I recently encounter a situation with my flows, the agent stop working and generate a long queue of schedules that was marked as late. As soon as the agent got back online, all this late schedules started to run and saturated my environment.
Is it possible to mark this Late Run as obsolete/cancel after a period of time, preventing them from running?

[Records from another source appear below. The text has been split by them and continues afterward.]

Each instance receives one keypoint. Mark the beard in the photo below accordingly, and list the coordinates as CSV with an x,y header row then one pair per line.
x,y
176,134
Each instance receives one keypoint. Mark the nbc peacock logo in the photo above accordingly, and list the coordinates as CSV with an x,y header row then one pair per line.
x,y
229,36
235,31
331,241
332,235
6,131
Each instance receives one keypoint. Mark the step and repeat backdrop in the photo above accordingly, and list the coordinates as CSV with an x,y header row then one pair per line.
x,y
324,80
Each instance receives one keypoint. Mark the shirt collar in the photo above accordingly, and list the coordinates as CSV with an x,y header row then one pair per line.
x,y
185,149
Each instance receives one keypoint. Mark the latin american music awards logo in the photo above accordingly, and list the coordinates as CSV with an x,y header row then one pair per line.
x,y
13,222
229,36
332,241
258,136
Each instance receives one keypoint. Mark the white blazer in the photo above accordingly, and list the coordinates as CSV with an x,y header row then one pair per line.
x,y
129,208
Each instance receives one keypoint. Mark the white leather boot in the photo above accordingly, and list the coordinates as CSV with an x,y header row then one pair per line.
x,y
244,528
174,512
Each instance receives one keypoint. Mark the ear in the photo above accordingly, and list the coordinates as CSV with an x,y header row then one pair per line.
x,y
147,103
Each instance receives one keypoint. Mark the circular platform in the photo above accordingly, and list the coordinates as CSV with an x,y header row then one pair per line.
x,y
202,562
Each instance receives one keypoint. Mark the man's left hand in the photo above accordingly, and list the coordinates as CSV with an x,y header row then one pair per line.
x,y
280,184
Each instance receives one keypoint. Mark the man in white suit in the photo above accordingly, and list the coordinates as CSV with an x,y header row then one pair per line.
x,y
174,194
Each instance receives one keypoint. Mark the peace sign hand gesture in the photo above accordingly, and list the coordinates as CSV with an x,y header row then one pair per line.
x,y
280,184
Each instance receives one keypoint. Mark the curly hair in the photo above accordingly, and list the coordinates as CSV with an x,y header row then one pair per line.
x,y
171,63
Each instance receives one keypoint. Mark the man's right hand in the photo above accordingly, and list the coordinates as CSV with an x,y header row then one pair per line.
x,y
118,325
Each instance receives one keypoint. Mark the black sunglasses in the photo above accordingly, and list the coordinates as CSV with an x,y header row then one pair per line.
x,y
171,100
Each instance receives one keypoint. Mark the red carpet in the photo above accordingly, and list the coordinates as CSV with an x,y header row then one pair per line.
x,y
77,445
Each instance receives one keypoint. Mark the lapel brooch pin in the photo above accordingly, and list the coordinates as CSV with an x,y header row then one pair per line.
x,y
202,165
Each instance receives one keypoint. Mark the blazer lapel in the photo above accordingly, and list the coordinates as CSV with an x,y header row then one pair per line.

The way I’ve solve this is to provide an argument to the main flow that tells it how much time difference between its scheduled time and current time is allowed to be. If the allowed time difference is exceeded, the flow is automatically cancelled.
import pendulum
from prefect import context, flow
from prefect.states import Cancelled
@flow
def my_flow(
lag_treshold: int = 5
):
# Calculate how much we're behind the time of scheduled run
flow_behind_schedule_in_minutes = (
pendulum.now("UTC").diff(context.get_run_context().flow_run.expected_start_time).in_minutes()
)
# If we are too much behind according to the input treshold, cancel the flow
if flow_behind_schedule_in_minutes > lag_threshold:
return Cancelled(
message=f"The run is too much behind schedule "
f"({flow_behind_schedule_in_minutes} minutes)."
f" Allowed time is within {lag_threshold} minutes. Skipping all tasks."
)
# flow tasks
In the example above, the lag_treshold is in minutes. Change the .in_minutes() to desired time unit’s function.